Revenue and profit forecasting with realistic inputs
Expected revenue estimates top-line impact, but profit per win adds practical discipline. Include delivery costs and the time value of closing work so you avoid “busy but broke” deals. If profit per win is low, raise price, narrow scope, or redesign delivery. If profit is healthy but wins are scarce, prioritize lead quality and create stronger proof assets to reduce buyer uncertainty.

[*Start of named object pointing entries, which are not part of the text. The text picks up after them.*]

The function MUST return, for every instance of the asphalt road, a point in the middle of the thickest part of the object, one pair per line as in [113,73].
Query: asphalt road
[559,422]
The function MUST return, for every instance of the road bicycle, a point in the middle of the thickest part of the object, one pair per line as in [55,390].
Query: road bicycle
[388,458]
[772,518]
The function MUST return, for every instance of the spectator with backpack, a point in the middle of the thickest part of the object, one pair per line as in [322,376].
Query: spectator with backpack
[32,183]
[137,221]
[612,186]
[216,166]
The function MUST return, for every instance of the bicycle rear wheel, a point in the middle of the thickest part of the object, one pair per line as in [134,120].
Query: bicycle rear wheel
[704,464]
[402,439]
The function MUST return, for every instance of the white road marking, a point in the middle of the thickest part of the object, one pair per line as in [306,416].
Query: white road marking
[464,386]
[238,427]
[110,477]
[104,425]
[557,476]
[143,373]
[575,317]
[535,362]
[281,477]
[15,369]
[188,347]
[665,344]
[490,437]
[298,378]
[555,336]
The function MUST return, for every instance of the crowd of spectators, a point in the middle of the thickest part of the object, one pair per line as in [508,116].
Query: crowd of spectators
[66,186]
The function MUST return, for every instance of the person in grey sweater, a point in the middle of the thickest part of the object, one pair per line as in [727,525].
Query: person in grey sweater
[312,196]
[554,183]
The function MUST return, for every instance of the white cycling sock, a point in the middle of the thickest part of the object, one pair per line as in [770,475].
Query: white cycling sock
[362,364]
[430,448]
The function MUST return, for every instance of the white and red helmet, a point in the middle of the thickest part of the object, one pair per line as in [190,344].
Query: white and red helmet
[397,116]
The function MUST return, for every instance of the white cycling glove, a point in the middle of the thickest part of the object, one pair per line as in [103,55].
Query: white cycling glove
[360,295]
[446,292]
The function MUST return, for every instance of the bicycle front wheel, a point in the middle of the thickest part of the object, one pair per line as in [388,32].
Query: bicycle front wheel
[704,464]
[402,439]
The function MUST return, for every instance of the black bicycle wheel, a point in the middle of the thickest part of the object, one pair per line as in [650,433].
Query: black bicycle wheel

Using confidence intervals to avoid overreacting
Early pipelines are noisy. With small pitch counts, win rate can swing wildly from a single outcome. The confidence interval provides a range that is more stable than the raw percentage, helping you evaluate experiments without panic. Use longer periods, or track rolling windows, before making major changes to positioning, pricing, or channel mix.
FAQs
What counts as a “pitch” in this calculator?
Count any deliberate attempt to win a client: proposal submissions, scoped quotes, or structured outreach with a clear ask. Keep the definition consistent across periods.
Why is my win rate adjusted after submission?
If wins exceed total pitches, the tool caps wins at the total to prevent impossible percentages. This protects forecasting and export accuracy.
How should I use meetings and proposals fields?
They expose conversion bottlenecks. Low meeting-to-proposal suggests weak discovery. Low proposal-to-win suggests pricing, proof, or terms need improvement.
What is “profit per win” and why include time?
Profit per win subtracts delivery cost and your time value from deal value. It helps you spot deals that look good in revenue but underperform financially.
How reliable is the confidence interval?
It is a practical range estimate for your true rate given limited data. Wider ranges mean you need more pitches before drawing strong conclusions.
How often should I review and reset targets?
Review weekly for activity, monthly for trend decisions. Reset targets when you change pricing, niche, offer scope, or outreach channels.